Alimentos com farinha branca devem ser evitados pelos pré-diabéticos Foto: Adobe Stock
A alimentação balanceada é um dos principais fatores para diminuir as chances de uma pessoa com pré-diabete desenvolver o diabete. A dieta adequada é fundamental no tratamento e, quando aliada à atividade física e, em alguns casos, ao uso de medicamentos, pode diminuir os riscos de evolução da doença. "A indicação é escolher opções mais saudáveis, mas sem ser radical. Dessa maneira, a adesão ao novo estilo de vida será mais duradoura", explica o endocrinologista e mestre em Nutrologia, Roberto Zagury.

O pré-diabete é desconhecido por 42% da população do País, segundo pesquisa do Ibope, encomendada pela Merck, empresa de ciência e tecnologia. A maioria acredita que a simples ingestão de doces isolada já é causa de surgimento para a doença, enquanto apenas 41% sabem que o consumo de bebidas alcoólicas com frequência é um agravante.

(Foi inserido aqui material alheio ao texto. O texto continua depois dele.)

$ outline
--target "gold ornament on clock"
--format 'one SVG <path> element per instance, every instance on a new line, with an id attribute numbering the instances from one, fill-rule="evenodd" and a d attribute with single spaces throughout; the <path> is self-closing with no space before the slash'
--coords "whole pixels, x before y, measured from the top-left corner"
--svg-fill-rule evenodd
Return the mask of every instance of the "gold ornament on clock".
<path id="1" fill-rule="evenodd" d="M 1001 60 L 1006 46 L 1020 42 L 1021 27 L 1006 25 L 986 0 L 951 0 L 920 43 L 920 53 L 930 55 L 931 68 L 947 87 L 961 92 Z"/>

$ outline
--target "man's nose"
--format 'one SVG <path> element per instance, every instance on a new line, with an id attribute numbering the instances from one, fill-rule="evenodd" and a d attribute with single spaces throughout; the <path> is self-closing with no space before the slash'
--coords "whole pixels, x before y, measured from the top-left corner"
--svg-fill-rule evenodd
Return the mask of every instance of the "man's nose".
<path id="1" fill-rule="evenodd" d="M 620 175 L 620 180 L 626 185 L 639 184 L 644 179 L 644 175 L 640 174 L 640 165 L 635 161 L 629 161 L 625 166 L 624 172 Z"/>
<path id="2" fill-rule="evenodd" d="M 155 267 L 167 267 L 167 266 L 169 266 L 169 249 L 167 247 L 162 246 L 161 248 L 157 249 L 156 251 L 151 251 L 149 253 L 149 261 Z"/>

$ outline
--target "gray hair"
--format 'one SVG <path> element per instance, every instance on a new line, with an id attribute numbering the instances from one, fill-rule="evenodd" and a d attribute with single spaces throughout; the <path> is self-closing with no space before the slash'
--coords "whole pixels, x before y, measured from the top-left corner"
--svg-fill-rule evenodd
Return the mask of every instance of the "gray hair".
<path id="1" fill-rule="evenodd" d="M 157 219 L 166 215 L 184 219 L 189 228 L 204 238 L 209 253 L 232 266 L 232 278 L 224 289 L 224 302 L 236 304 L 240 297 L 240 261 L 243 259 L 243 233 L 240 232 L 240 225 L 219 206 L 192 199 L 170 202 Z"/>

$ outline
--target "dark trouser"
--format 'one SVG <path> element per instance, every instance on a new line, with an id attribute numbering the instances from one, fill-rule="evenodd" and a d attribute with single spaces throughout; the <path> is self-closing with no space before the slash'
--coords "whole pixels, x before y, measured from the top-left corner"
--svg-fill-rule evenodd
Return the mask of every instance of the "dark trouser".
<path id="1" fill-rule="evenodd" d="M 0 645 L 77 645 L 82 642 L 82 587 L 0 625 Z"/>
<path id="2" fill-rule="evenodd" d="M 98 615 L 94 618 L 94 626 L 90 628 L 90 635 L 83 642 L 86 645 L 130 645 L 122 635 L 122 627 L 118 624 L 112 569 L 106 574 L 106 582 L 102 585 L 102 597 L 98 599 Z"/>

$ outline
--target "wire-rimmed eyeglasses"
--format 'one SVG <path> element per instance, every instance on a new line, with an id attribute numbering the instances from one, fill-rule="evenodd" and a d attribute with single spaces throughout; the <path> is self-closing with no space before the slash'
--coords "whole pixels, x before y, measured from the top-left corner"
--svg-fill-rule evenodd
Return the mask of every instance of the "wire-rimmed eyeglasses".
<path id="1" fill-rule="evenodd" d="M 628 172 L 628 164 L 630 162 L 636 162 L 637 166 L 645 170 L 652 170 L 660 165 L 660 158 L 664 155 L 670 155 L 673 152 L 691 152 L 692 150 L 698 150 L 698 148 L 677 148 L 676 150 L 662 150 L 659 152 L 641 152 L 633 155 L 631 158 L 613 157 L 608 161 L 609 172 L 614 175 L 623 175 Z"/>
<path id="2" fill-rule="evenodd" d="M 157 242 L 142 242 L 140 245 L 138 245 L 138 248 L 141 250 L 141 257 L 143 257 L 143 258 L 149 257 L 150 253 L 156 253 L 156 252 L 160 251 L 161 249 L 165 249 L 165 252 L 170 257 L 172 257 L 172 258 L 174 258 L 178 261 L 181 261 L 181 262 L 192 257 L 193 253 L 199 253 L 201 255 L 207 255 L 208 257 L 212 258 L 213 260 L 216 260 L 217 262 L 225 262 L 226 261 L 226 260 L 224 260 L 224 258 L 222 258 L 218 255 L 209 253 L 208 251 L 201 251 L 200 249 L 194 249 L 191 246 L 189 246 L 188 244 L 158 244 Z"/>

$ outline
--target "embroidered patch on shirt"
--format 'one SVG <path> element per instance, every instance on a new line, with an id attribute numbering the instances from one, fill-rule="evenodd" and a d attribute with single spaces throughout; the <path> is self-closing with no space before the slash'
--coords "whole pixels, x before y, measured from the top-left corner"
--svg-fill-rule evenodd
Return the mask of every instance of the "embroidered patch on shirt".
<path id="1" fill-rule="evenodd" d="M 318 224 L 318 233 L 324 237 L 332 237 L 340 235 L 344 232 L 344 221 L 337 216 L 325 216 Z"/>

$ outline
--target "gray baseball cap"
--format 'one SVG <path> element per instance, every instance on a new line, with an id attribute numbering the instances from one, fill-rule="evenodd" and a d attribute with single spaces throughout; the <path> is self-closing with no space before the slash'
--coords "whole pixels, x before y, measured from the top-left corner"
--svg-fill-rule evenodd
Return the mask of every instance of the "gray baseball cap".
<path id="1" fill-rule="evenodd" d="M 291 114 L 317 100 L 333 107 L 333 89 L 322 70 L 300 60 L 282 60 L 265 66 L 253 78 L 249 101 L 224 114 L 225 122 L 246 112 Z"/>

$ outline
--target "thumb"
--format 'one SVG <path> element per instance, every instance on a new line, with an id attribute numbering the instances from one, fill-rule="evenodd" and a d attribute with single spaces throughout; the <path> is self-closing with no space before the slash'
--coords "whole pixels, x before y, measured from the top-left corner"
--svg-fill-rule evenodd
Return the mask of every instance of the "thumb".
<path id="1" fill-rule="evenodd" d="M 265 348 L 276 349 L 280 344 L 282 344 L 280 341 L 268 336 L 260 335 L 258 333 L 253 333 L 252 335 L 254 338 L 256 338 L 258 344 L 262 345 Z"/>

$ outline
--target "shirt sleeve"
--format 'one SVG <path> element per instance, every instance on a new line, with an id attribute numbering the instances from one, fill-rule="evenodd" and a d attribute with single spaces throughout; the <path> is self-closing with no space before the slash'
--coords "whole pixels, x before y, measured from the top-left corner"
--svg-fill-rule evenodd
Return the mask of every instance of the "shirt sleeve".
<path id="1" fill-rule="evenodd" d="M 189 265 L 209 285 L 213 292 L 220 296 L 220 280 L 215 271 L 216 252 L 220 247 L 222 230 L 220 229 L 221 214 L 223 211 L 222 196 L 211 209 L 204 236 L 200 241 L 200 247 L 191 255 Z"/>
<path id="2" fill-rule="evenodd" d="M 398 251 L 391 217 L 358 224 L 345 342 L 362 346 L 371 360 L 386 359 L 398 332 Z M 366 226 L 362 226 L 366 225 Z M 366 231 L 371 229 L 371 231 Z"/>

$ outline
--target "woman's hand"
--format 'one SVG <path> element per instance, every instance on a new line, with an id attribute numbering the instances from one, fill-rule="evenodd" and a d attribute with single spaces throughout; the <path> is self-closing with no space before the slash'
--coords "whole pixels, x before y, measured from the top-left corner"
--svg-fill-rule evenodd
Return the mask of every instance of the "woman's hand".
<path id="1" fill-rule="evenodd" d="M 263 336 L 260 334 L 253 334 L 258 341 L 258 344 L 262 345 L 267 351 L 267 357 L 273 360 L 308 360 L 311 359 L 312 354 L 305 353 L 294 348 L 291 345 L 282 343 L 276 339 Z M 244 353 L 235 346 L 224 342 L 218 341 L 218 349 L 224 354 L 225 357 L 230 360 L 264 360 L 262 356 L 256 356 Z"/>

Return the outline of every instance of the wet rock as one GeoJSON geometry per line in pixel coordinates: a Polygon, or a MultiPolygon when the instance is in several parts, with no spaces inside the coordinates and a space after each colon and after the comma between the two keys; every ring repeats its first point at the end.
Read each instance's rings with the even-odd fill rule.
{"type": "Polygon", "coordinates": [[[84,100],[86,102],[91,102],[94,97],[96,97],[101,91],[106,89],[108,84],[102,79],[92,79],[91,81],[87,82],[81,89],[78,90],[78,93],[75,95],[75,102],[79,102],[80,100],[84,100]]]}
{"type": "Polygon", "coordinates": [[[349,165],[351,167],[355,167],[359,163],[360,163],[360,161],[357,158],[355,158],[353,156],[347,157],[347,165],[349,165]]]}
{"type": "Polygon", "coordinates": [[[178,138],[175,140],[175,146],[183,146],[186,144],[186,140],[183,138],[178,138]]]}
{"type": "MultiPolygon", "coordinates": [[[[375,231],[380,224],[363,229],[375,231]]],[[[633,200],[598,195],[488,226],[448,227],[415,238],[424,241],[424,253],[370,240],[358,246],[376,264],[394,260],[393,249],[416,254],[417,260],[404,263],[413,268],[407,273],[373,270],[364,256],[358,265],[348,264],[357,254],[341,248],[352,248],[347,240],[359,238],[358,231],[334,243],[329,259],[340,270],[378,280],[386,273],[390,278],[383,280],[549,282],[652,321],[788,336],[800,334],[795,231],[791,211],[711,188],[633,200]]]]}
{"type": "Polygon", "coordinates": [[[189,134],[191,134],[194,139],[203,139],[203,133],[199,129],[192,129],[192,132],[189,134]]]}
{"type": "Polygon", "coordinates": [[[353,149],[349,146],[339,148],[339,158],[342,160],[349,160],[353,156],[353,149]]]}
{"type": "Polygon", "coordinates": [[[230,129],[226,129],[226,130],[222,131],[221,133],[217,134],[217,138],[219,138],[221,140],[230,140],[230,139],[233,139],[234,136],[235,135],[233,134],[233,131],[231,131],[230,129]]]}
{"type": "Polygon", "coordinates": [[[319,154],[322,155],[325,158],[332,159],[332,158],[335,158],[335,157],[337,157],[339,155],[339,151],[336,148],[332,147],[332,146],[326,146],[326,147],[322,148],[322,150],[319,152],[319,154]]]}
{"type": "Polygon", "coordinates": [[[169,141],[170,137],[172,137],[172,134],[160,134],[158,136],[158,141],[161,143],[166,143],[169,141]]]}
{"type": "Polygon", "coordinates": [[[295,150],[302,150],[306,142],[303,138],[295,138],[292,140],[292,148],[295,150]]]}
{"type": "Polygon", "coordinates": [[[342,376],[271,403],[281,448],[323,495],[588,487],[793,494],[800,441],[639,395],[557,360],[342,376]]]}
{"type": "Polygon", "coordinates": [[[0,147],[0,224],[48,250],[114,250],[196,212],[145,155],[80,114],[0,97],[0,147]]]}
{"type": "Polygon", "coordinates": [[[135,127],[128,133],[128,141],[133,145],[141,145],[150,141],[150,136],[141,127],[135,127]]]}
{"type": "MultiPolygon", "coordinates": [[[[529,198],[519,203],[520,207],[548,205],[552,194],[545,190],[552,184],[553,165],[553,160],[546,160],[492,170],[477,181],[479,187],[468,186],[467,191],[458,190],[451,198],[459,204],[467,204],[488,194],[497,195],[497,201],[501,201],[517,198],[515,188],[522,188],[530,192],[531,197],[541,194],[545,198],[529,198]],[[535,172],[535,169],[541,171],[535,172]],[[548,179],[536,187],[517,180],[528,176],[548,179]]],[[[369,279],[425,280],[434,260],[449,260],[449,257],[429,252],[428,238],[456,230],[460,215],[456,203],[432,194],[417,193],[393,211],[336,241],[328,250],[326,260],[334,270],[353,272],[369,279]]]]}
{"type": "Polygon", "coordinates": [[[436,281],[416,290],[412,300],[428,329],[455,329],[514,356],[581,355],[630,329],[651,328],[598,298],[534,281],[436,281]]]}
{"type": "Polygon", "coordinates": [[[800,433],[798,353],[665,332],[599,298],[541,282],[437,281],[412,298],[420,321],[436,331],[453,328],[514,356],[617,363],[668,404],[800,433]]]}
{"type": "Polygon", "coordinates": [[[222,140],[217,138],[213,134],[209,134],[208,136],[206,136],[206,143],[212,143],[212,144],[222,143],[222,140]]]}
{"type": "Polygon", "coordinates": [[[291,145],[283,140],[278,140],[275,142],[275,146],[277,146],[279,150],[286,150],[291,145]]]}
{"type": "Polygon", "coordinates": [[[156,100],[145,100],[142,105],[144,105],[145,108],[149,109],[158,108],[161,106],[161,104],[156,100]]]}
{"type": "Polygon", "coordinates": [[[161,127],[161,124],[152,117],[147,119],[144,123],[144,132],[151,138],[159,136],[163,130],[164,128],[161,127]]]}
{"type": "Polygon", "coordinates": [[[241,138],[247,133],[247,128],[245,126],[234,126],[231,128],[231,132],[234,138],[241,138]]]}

A principal recomendação ao começar uma readequação alimentar a fim de combater o pré-diabete é reduzir a ingestão de açúcar, presente não apenas nos doces, mas também em alimentos muito processados. O consumo frequente desses alimentos aumenta os níveis de glicemia, que é a quantidade de glicose no sangue. Comidas feitas com farinha branca também são inimigas dos pré-diabéticos. Ela tem uma ação semelhante ao açúcar e também aumenta a taxa de glicose no organismo. O consumo em excesso pode levar ao aumento de triglicérides e incidência do diabete. Além disso, alimentos com farinha branca também podem levar à compulsão alimentar, já que não geram saciedade.

Zagury indica que os pré-diabéticos apostem em grãos e cereais integrais, que contêm mais nutrientes e um baixo índice glicêmico.

O que é pré-diabete?

Roberto Zagury, endocrinologista e mestre em Nutrologia Foto: Divulgação
O pré-diabete é uma condição que afeta 15 milhões de brasileiros, mas que possui tratamento. O termo é utilizado para definir a categoria de risco aumentado para o desenvolvimento da diabete tipo 2. A sua identificação é feita pela medição dos níveis de glicose no sangue: quando estão mais altos do que o considerado normal, porém não o suficiente para estabelecer um diagnóstico de diabete.

Estima-se que cerca de 70% dos indivíduos com glicemia de jejum alterada e/ou tolerância à glicose diminuída, quando não tratados, desenvolvem o diabetes mellitus tipo 2.

Além do alto risco de desenvolver diabete tipo 2, pessoas com pré-diabete podem apresentar uma série de complicações, como retinopatia (doença que afeta os pequenos vasos da retina), neuropatia (doença que afeta os nervos, que conduzem as informações do cérebro até os membros), AVC (acidente vascular cerebral), doenças cardiovasculares e renais.